Сработал таймер. Она вернулась в кухню, и ее сына там не было. И слойки тоже.
– Я сейчас научу тебя маленькому фокусу, – сказала она, застав его за планшетом и приводя обратно в кухню. – Попробуй притвориться, что это не настоящая еда.
Тоби явно растерялся.
– Представь, что эта еда нарисована на бумаге, – продолжала она. – Ты же не захочешь есть бумагу, правда?
Тоби покачал головой.
– Вот гадость, скажи? – Она старалась, чтобы ее слова звучали шутливо и весело. – Есть бумажку с нарисованной слойкой? Фу!
Мальчик рассмеялся.
– Представь, что это лист бумаги, и если ты не съешь его через пятнадцать минут, тогда я дам тебе столько слоек, сколько захочешь! – Она дурашливо разинула рот и склонила голову набок, как будто восторженно восклицала: «Ну ничего себе!»
– Сколько захочу? – переспросил Тоби, с сомнением глядя на нее прищуренными глазами. Они оба знали, что в этой семье употребление сладкого строго регламентировано и дозволено в минимальных количествах.
– Сколько захочешь, – заверила его Элизабет. – И представь, каково это будет. Подумай о том, каким счастливым ты станешь через пятнадцать минут, когда сможешь съесть столько слоек, сколько захочешь. Представил?
Он закрыл глаза и запрокинул голову, словно погружаясь в приятные грезы.
– Да, – сказал он.
– И в воображении ты счастлив?
– Да.
– Отлично. Теперь думай только о том, насколько счастливым станешь в будущем. Помни об этом чувстве, и если сможешь подождать пятнадцать минут, то почувствуешь то же самое в реальности. Хорошо?
– Хорошо!
– Вот и прекрасно. Отсчет пошел.
И она вышла из кухни, но на этот раз оставила небольшую щелочку, чтобы наблюдать за ним, и увидела, что, как только Тоби подумал, что дверь закрыта, – в тот самый момент, когда он решил, что остался один, – он потянулся через стол, схватил слойку и целиком запихнул ее в рот.

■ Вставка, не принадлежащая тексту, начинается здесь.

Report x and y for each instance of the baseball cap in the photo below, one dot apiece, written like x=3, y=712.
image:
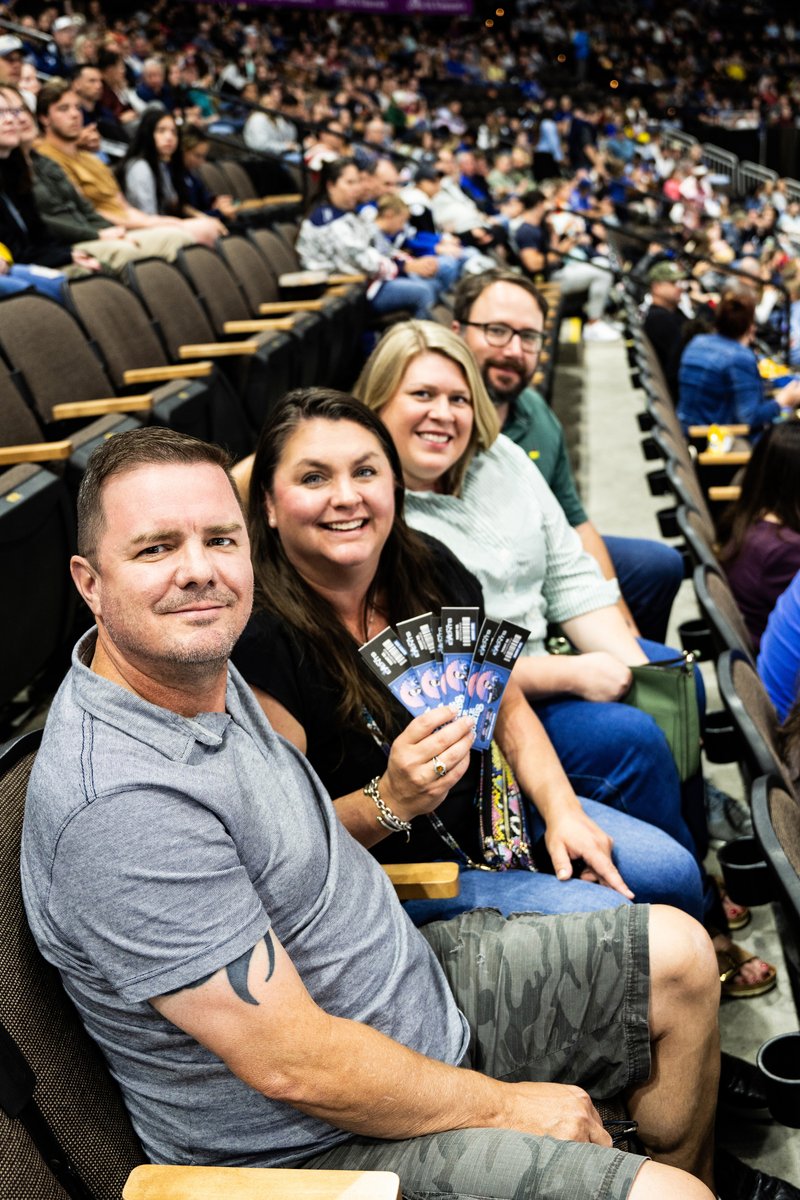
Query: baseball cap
x=666, y=273
x=8, y=45
x=427, y=173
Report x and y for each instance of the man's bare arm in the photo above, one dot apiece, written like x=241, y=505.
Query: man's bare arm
x=257, y=1017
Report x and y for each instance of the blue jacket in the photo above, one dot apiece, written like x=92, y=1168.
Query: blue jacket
x=719, y=382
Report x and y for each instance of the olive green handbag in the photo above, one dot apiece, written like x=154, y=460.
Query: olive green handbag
x=667, y=691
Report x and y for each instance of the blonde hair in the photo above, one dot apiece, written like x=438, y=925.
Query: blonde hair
x=385, y=367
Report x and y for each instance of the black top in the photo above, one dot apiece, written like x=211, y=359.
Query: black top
x=665, y=328
x=280, y=661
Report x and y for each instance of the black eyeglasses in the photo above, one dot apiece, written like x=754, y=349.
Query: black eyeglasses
x=500, y=335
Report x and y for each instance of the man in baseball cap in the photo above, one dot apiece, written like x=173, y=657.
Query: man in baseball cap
x=11, y=59
x=665, y=322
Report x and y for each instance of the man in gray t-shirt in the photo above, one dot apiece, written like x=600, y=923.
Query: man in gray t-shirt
x=240, y=958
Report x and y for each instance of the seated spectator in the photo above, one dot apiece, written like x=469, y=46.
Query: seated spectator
x=543, y=252
x=266, y=130
x=761, y=532
x=379, y=178
x=779, y=658
x=115, y=95
x=479, y=493
x=59, y=115
x=665, y=322
x=719, y=379
x=501, y=316
x=392, y=223
x=29, y=85
x=11, y=60
x=56, y=57
x=97, y=119
x=335, y=238
x=68, y=217
x=257, y=990
x=28, y=257
x=152, y=172
x=296, y=659
x=329, y=145
x=152, y=87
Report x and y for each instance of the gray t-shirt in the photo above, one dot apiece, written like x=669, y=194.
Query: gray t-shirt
x=157, y=849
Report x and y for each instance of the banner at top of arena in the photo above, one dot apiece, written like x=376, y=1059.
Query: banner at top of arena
x=400, y=7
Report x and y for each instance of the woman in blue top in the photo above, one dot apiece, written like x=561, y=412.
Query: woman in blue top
x=719, y=379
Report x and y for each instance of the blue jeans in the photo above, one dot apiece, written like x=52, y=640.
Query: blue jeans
x=649, y=574
x=618, y=755
x=411, y=292
x=19, y=277
x=655, y=868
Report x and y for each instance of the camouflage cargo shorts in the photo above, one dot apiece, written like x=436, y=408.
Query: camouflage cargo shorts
x=547, y=999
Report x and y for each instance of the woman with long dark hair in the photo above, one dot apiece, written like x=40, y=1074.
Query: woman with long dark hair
x=152, y=177
x=761, y=531
x=719, y=379
x=474, y=490
x=335, y=563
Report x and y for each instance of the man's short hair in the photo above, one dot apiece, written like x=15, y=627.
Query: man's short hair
x=50, y=94
x=152, y=445
x=391, y=204
x=470, y=287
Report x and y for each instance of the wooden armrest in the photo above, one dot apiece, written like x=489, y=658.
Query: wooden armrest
x=727, y=492
x=732, y=459
x=289, y=306
x=216, y=349
x=71, y=409
x=258, y=327
x=735, y=431
x=423, y=881
x=149, y=1182
x=162, y=375
x=35, y=451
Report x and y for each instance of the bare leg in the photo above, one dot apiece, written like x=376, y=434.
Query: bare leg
x=659, y=1182
x=675, y=1107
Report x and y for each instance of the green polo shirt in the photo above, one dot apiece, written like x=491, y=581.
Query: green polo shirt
x=533, y=425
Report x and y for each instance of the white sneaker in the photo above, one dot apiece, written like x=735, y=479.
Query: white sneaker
x=600, y=331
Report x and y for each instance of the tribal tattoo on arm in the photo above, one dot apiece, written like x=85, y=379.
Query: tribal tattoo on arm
x=238, y=972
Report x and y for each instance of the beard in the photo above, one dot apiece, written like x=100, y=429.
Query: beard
x=505, y=394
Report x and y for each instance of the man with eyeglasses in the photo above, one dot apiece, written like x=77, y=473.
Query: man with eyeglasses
x=501, y=318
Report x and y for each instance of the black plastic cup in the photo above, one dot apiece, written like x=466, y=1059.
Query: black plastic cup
x=779, y=1061
x=745, y=871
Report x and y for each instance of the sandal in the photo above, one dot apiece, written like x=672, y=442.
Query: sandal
x=737, y=915
x=731, y=961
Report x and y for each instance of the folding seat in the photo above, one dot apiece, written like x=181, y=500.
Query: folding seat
x=229, y=312
x=344, y=304
x=753, y=717
x=59, y=384
x=23, y=441
x=242, y=189
x=37, y=599
x=64, y=1129
x=122, y=336
x=721, y=611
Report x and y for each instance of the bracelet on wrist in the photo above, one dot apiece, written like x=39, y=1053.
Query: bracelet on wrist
x=386, y=819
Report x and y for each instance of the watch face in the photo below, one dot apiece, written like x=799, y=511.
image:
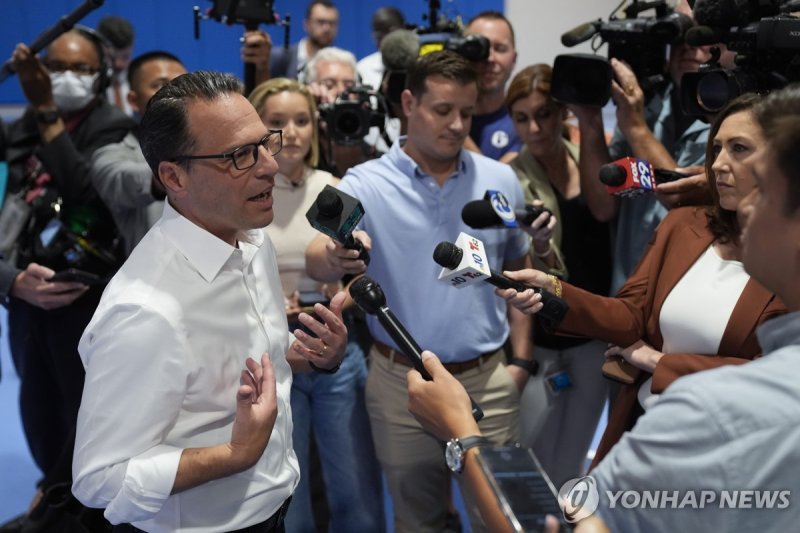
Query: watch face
x=453, y=455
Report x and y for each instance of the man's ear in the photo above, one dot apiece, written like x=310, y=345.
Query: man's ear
x=173, y=177
x=408, y=101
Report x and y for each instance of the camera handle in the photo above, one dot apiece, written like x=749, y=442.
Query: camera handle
x=64, y=24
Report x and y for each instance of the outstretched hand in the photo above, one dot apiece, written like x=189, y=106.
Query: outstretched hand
x=441, y=406
x=256, y=412
x=32, y=286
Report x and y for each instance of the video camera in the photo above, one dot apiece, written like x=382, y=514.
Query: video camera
x=354, y=112
x=249, y=13
x=444, y=34
x=640, y=42
x=765, y=40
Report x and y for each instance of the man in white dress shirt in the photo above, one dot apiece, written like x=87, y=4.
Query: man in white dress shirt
x=185, y=423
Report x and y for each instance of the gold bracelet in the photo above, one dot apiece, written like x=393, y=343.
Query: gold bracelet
x=545, y=254
x=556, y=285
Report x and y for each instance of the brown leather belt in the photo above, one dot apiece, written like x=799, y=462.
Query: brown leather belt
x=453, y=368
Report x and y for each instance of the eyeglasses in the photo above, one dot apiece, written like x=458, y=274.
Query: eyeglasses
x=79, y=68
x=245, y=156
x=332, y=83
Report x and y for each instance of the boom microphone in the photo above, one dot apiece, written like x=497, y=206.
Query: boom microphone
x=369, y=296
x=630, y=177
x=336, y=214
x=461, y=269
x=480, y=214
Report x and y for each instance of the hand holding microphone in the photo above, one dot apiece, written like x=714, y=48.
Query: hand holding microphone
x=465, y=263
x=336, y=214
x=369, y=296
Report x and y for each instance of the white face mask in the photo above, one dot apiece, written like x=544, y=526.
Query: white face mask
x=71, y=91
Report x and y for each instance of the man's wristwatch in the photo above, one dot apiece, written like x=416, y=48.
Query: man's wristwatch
x=47, y=116
x=531, y=366
x=456, y=448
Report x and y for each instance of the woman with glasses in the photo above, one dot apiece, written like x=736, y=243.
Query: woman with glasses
x=561, y=405
x=330, y=404
x=689, y=304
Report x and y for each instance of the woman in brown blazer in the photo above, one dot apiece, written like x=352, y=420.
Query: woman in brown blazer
x=689, y=305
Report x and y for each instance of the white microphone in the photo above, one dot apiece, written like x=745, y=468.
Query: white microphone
x=472, y=267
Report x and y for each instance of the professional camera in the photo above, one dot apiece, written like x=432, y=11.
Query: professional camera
x=444, y=34
x=640, y=42
x=765, y=40
x=354, y=112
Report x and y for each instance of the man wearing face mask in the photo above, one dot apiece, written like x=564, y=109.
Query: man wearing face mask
x=66, y=226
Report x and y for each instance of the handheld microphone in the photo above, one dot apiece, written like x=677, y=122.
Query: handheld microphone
x=336, y=214
x=369, y=296
x=480, y=214
x=461, y=269
x=581, y=33
x=630, y=177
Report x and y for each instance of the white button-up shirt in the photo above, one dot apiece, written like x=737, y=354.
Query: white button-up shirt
x=163, y=356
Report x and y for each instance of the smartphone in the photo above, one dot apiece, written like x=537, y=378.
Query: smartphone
x=523, y=489
x=309, y=298
x=76, y=275
x=619, y=369
x=558, y=380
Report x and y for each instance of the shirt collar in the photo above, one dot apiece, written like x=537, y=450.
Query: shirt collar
x=206, y=252
x=409, y=167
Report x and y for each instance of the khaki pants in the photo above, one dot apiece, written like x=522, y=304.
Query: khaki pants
x=413, y=460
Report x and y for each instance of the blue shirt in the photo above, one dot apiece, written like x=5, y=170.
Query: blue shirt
x=638, y=217
x=735, y=428
x=407, y=215
x=494, y=134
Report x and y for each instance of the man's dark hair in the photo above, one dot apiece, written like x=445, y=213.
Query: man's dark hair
x=164, y=129
x=445, y=63
x=724, y=224
x=779, y=116
x=495, y=15
x=139, y=61
x=324, y=3
x=387, y=18
x=117, y=30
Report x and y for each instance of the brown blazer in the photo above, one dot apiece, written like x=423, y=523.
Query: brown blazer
x=633, y=314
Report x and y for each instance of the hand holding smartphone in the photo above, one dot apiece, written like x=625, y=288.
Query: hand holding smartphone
x=77, y=276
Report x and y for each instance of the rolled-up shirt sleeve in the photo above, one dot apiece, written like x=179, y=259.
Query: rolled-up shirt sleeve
x=136, y=382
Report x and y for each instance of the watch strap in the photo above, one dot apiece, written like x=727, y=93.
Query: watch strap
x=473, y=441
x=47, y=116
x=531, y=366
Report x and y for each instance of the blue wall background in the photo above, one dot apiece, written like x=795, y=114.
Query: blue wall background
x=168, y=25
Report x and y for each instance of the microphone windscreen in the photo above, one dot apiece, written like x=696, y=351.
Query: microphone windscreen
x=329, y=203
x=479, y=214
x=399, y=49
x=612, y=175
x=367, y=294
x=447, y=255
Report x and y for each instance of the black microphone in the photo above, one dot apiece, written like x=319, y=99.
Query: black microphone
x=449, y=256
x=64, y=24
x=368, y=295
x=581, y=33
x=336, y=214
x=480, y=214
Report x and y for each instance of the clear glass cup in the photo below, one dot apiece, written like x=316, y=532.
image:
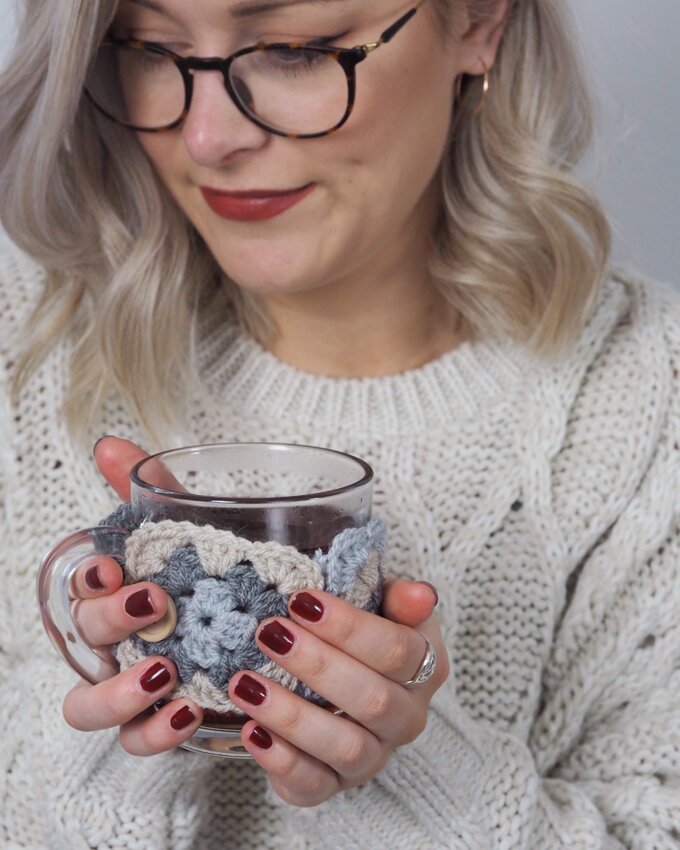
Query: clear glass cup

Она ворвалась обратно в кухню.
– Ты что творишь?
Ее появление и внезапный гнев напугали Тоби. Он перестал жевать, с его губ посыпались крошки.
– Зачем ты ешь слойку?
– Ты же сказала, что можно!
– Ты должен был подождать!
– Ты сказала, что я могу съесть ее, если захочу!
– Но ты не должен был хотеть!
Элизабет уже собиралась открыть мусорное ведро и театрально выбросить туда все остальные слойки, когда услышала, как открылась входная дверь, услышала радостный голос Джека: «Я дома!» – и вот ее муж, в спортивной одежде, заряженный энергией после тренировки, вплыл в кухню, воскликнул: «Боже, как здесь вкусно пахнет!», поцеловал Элизабет в щеку, подошел к кухонной стойке, взял две слойки, поспешно – можно даже сказать, импульсивно – отправил их в рот, закрыл глаза и пробормотал: «М-м-м», пока Элизабет и Тоби молча смотрели на него.
Иногда, особенно в самые тяжелые дни, ей казалось, что способность Джека довольствоваться малым и наслаждаться жизнью – не испытывая ни затруднений, ни чувства вины, – была придумана исключительно в насмешку над ней.
– В общем, – сказал Джек, покончив со слойками и слегка хлопнув ладонями по столешнице для пущей выразительности, – я тут узнал кое-что интересное о цветной капусте.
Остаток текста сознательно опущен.